I've been thinking the same, I will not use PVC. From experience I know that when PVC pipe is broken the pieces can be razor sharp.

I still may look into the plastic tube, the type that is on my Dump truck air brake system.

The Transair looks nice but might be too expensive. 
Next option is copper or steel.


----------



## 65535 (Jan 16, 2011)

Depending on the size of your shop you really want to run rigid pipe at a slope to the manifold end to allow condensate to drain the diagram posted above is the proper way to plumb shop air.


----------



## tgeb (Feb 9, 2006)

Thanks for the diagram Dumass.

My shop is pretty small, so I won't be able to run the distances recommended, but gives me some ideas on how to run things.


----------



## The Coastal Craftsman (Jun 29, 2009)

If your worried about the PVC in areas close to you failing then install insulation around the pipe. That way it has impact resistance and if it does decide to fail the insulation will stop the shrapnel.


----------



## Mike's Plumbing (Jul 19, 2010)

Most small garages run it in black pipe, it's cheap, easy to do, and you can paint it and hang cool stuff from it.:thumbsup:

Mike


----------



## packer_rich (Dec 27, 2009)

tgeb said:


> The PVC rupturing catastrophically is one of my concerns also. Metal pipe would probably split and mostly remain intact.
> 
> PVC might go cabluie and send pieces everywhere.

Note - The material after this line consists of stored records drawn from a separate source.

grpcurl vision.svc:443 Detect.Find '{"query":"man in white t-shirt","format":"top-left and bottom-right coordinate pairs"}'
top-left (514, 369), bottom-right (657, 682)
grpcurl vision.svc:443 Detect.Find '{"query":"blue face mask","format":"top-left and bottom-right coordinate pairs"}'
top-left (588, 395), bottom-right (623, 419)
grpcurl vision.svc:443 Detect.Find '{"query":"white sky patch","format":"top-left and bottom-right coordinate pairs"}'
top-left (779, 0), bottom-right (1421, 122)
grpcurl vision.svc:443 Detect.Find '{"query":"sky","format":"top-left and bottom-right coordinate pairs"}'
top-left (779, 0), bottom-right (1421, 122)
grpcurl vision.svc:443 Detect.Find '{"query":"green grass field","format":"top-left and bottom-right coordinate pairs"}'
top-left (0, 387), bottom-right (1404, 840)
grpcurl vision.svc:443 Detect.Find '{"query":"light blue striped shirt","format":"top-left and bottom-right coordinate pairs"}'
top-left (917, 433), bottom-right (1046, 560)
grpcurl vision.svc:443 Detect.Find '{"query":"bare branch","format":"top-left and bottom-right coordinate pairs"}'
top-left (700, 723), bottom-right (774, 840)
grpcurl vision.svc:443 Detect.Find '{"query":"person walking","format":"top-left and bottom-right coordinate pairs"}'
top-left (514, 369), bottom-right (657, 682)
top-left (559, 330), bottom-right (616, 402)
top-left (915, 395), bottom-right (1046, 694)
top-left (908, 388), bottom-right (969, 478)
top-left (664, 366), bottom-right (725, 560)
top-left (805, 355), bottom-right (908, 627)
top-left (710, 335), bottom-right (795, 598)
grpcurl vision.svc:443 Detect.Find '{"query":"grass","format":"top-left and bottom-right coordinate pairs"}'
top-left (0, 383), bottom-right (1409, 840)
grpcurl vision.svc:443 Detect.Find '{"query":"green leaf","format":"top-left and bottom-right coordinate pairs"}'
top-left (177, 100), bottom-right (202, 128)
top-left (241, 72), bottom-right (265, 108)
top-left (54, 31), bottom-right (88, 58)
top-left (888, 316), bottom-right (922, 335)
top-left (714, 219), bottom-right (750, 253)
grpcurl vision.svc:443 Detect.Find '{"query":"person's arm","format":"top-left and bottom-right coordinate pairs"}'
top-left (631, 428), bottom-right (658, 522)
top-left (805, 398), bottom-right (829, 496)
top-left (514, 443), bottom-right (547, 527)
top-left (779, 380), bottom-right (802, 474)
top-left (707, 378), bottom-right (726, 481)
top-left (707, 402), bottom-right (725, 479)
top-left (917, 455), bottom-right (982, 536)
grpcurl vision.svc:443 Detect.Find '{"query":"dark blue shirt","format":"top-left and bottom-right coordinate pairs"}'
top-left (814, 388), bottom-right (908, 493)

I hope this doesn't mean I should stop using my potato cannon! It's cheap fun. Schedule 40 pvc, 10" chamber for combustion and 4" barrel. Shoots a potato aprox. 300 ft.


----------



## PrecisionFloors (Jan 24, 2006)

packer_rich said:


> I hope this doesn't mean I should stop using my potato cannon! It's cheap fun. Schedule 40 pvc, 10" chamber for combustion and 4" barrel. Shoots a potato aprox. 300 ft.


:thumbsup:

Had one for years. Some of the best damned fun you can have right there :jester:

On a side note, I have found the limits of Schedule 40. Map gas is NOT a recommended fuel. Before she blew up I could send spuds literally out of sight....at night....on fire


----------



## maninthesea (Nov 11, 2008)

Your friend may be haveing moisture problems with copper becuase it transfers heat so will and also has thinner wals. It cools the air to room temp which condenses out moisture. To me this would be a plus if you put a moisture trap at your outlet manifold/s. It would be giving drier air to your tools. 

I plumb exclusively in 316Stainless but the systems I install are 3000psi min working pressure & 1/4" to 3/8" OD tube. 

If you are interested in Stainless I recomend checking out a company called Marmon-Keystone 

Cheers Jim


----------



## packer_rich (Dec 27, 2009)

PrecisionFloors said:


> :thumbsup:
> 
> Had one for years. Some of the best damned fun you can have right there :jester:
> 
> On a side note, I have found the limits of Schedule 40. Map gas is NOT a recommended fuel. Before she blew up I could send spuds literally out of sight....at night....on fire


 I just stick with hair spray. Does provide a nice orange flame at the end of the barrel when you shoot at night!


----------



## PrecisionFloors (Jan 24, 2006)

packer_rich said:


> I just stick with hair spray. Does provide a nice orange flame at the end of the barrel when you shoot at night!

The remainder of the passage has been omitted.